I've heard the Phil Spector Wall of Sound before. What I was hit by, entering the room yesterday morning could only be described as the Wall of Stench. I mean, it smelled like a mix of death, foot rot, urine, and feces....mainly feces. I woke the woman up to get a start on doling out some of the 15 pills she takes in the morning, hoping that the stench was from someone forgetting to take out the garbage.
When she rolled over, my hopes were dashed. There was a huge wet spot on the back of her pants. No big deal, I'll change her pants, take them to the laundry, and get back on track. After the 4 minutes it took for her osteoporotic ass to stand nearly upright, I braced myself and pantsed her. At first glance, someone had spilled a chocolate sundae in her lap. Ok. Great. Put on gloves, grab wet wipes, pretend I'm back on the beach in Cozumel. About a minute into it, I heard a mighty rumbling. Exactly the last kind of rumbling you want to hear at this exact moment.
What happened next could only be described as a hot fudge rainbow. I've seen people shit, and I've seen people projectile vomit, but I'd never seen projectile shit before. This woman was rocketing Yoo-Hoo out of her ass at such a deadly pace that my gloves were actually catching splash-back. Good thing I was using them to shield my face.
I had to call for back-up. The other girl entered the room and nearly passed out. I don't blame her. Hell, most scat-freaks would have lost their lunches.
In the end, we went through 2 bed mats, a bedsheet, and almost 2 boxes of wet-wipes. I left work half an hour late. I'm tempted to not return to that room without full MOPP4 gear.
....and not so much as an apology for unleashing chocolate rain.
Come with me
And you'll be
In a world of
Pure imagination
Take a look
And you'll see
Into your imagination
We'll begin
With a spin
Traveling in
The world of my creation
What we'll see
Will defy
Explanation
If you want to view paradise
Simply look around and view it
Anything you want to, do it
Wanta change the world?
There's nothing
To it
There is no
Life I know
To compare with
Pure imagination
Living there
You'll be free
If you truly wish to be
If you want to view paradise
Simply look around and view it
Anything you want to, do it
Wanta change the world?
There's nothing
To it
There is no
Life I know
To compare with
Pure imagination
Living there
You'll be free
If you truly
Wish to be
Subscribe to:
Post Comments (Atom)
5 comments:
HAHAAHA!! Best story evAr!!
You really should retitle this to "The Greatest Story Ever Told."

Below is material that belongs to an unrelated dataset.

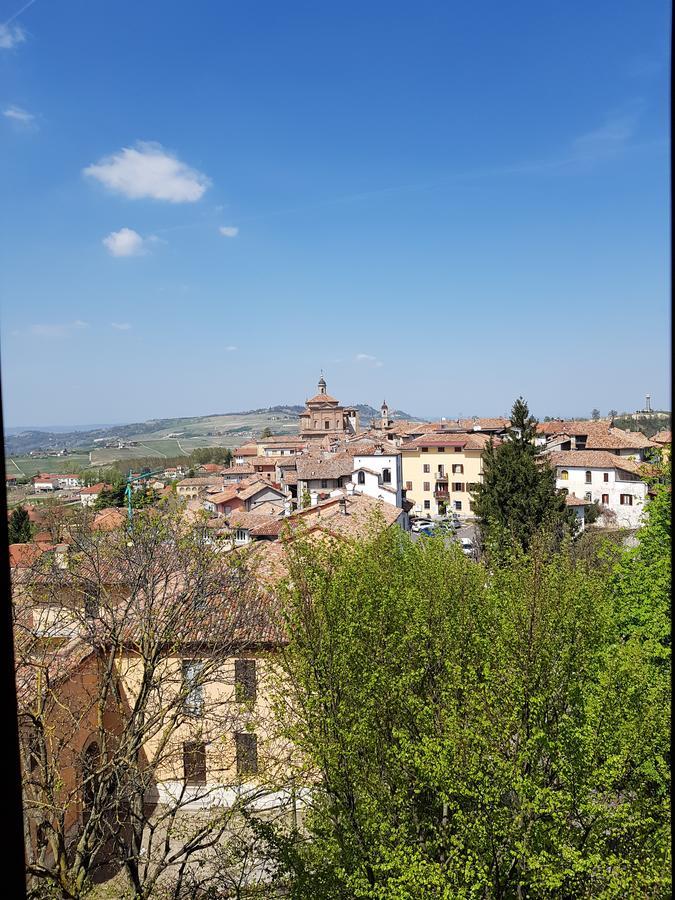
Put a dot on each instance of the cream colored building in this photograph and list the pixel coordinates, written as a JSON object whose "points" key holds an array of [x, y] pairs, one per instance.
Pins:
{"points": [[441, 470]]}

It almost makes me hot for these reasons: 1.) the visualization of you pantsing an old hag 2.) FECEEEES, and 3.) Splashback. If I could grow a chub, I would. But I'll bet you already did that night as soon as the stench hit you.

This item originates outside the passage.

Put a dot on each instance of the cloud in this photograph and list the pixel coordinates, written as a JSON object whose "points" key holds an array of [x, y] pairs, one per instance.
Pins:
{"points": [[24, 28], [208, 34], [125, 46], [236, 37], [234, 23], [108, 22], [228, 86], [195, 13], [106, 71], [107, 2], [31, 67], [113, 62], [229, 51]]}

I salute you and your valiance. You deserve two songs:
For the hot fudge rainbow:
http://www.televisiontunes.com/Hot_Fudge_Show_(The).html
And for the hot fudge rainbow:
http://www.youtube.com/watch?v=jSFLZ-MzIhM
Too bad I can no longer find the clip of "King Shit Shoots" otherwise I'd post that here too.
I have to add one more:
http://www.youtube.com/watch?v=TX-KDnKcCxk
So, are you up for a game of SCATtergories?
A book is a mirror; if an ass peers into it you can't expect an apostle to look out.

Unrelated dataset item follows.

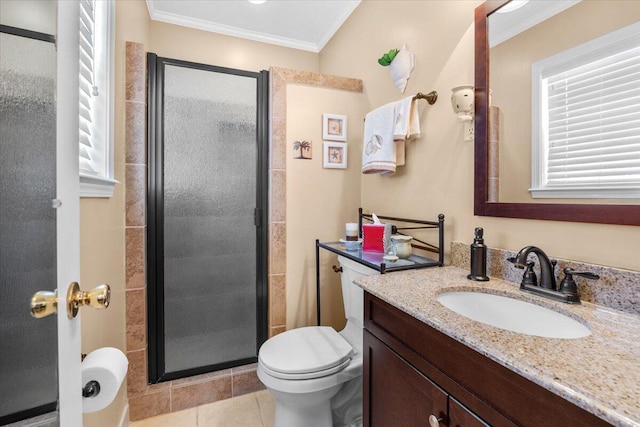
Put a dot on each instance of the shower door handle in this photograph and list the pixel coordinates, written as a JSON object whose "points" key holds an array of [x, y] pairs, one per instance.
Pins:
{"points": [[45, 303]]}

What a great web log. I spend hours on the net reading blogs, about tons of various subjects. I have to first of all give praise to whoever created your theme and second of all to you for writing what i can only describe as an fabulous article. I honestly believe there is a skill to writing articles that only very few posses and honestly you got it. The combining of demonstrative and upper-class content is by all odds super rare with the astronomic amount of blogs on the cyberspace.